# A little stone work



## Desolus (Aug 5, 2017)

Slightly off topic, but I machined it with a machine tool so here you go. 

Today I designed a new cut for a 11.85ct canary tourmaline I got from tanzania, I tested it in an umbalite garnet and it turned out great.


----------



## Desolus (Aug 5, 2017)

I've also used the same machine to plane knives at very specific angles and bring those planes to an extremely high polish, nothing comes close to cutting like that.


----------



## Ulma Doctor (Aug 5, 2017)

beautiful stone! nice cut.


----------



## Desolus (Aug 5, 2017)

For the interested, I use a facetron faceting machine. Not as refined as an ultratech but I don't make money cutting stones (because I am a hoarder) so the fact that it's a few thousand less made a difference for me...

--------------------

How to read a diagram. (I included the one for the stone I posted)

There's 3 dimentions to a facet, the angle or elevation, the index it is cut on, and the meet point where it *meets* another facet which is how you determine your depth of cut.

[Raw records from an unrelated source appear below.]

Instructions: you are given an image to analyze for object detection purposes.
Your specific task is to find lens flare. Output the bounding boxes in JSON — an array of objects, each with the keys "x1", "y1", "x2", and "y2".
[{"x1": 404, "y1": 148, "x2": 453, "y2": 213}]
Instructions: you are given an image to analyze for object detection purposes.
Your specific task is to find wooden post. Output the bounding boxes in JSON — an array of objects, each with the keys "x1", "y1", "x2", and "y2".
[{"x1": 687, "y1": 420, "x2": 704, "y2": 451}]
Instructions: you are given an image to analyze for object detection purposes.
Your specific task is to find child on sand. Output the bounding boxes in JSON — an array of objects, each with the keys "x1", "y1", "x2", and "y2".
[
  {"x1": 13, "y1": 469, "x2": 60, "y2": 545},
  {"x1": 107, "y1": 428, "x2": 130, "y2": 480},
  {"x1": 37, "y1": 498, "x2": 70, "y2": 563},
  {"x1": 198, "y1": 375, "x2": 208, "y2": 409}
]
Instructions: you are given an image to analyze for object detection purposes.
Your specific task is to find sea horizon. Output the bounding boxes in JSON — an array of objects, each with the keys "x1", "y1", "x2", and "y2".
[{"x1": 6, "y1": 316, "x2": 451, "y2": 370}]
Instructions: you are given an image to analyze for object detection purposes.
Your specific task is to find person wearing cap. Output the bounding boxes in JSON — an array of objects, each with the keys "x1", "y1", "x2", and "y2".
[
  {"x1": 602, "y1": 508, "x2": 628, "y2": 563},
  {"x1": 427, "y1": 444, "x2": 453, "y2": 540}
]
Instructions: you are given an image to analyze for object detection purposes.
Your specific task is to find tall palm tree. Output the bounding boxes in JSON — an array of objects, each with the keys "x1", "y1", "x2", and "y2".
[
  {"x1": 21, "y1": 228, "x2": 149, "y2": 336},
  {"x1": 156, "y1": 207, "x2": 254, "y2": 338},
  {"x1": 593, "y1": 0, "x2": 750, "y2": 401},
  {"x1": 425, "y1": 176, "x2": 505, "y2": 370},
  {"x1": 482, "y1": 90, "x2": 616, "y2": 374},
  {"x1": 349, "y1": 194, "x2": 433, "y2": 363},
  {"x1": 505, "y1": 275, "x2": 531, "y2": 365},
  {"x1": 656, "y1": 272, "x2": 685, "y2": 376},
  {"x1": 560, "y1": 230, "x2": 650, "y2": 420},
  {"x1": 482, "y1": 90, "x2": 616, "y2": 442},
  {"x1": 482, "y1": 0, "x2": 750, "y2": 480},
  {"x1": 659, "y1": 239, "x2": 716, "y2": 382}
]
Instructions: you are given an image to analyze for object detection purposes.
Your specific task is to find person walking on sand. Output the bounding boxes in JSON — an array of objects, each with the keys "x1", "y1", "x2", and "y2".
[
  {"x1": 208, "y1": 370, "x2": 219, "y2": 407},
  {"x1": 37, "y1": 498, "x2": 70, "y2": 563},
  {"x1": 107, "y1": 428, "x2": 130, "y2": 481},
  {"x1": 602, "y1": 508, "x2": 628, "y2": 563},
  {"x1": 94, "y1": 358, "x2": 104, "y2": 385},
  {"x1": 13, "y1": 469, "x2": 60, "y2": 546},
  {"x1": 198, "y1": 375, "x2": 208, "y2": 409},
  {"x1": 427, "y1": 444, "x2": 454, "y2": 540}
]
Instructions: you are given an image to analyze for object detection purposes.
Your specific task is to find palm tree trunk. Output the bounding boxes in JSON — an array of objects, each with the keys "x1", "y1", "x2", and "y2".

So for example P1 is set at 43 degrees elevation, so you crank the mast elevation to 43 degrees.

Then there is a series of index numbers in this case its 04-12-20-28-36-44-52-60-68-76-84-92. On the mast is a index gear, with x-number of teeth each tooth being numbered. The diagram calls for a 96 index gear so you load that into the machine and you can now cut symmetry to any number that 96 is divisible to, in this case 24.

The height of the mast is what determines where your facets are going to meet, for P1 this is the culet of the stone so you just need to cut them to a point in the middle, hopefully grinding off any imperfections on the outside of the stone in the process. (I try to only buy rough that will cut to an IF (internally flawless) or better)


----------



## francist (Aug 5, 2017)

Whoa, that's one impressive diagram! Anyone who thinks grinding lathe tools is tough oughta check that out... .

-frank


----------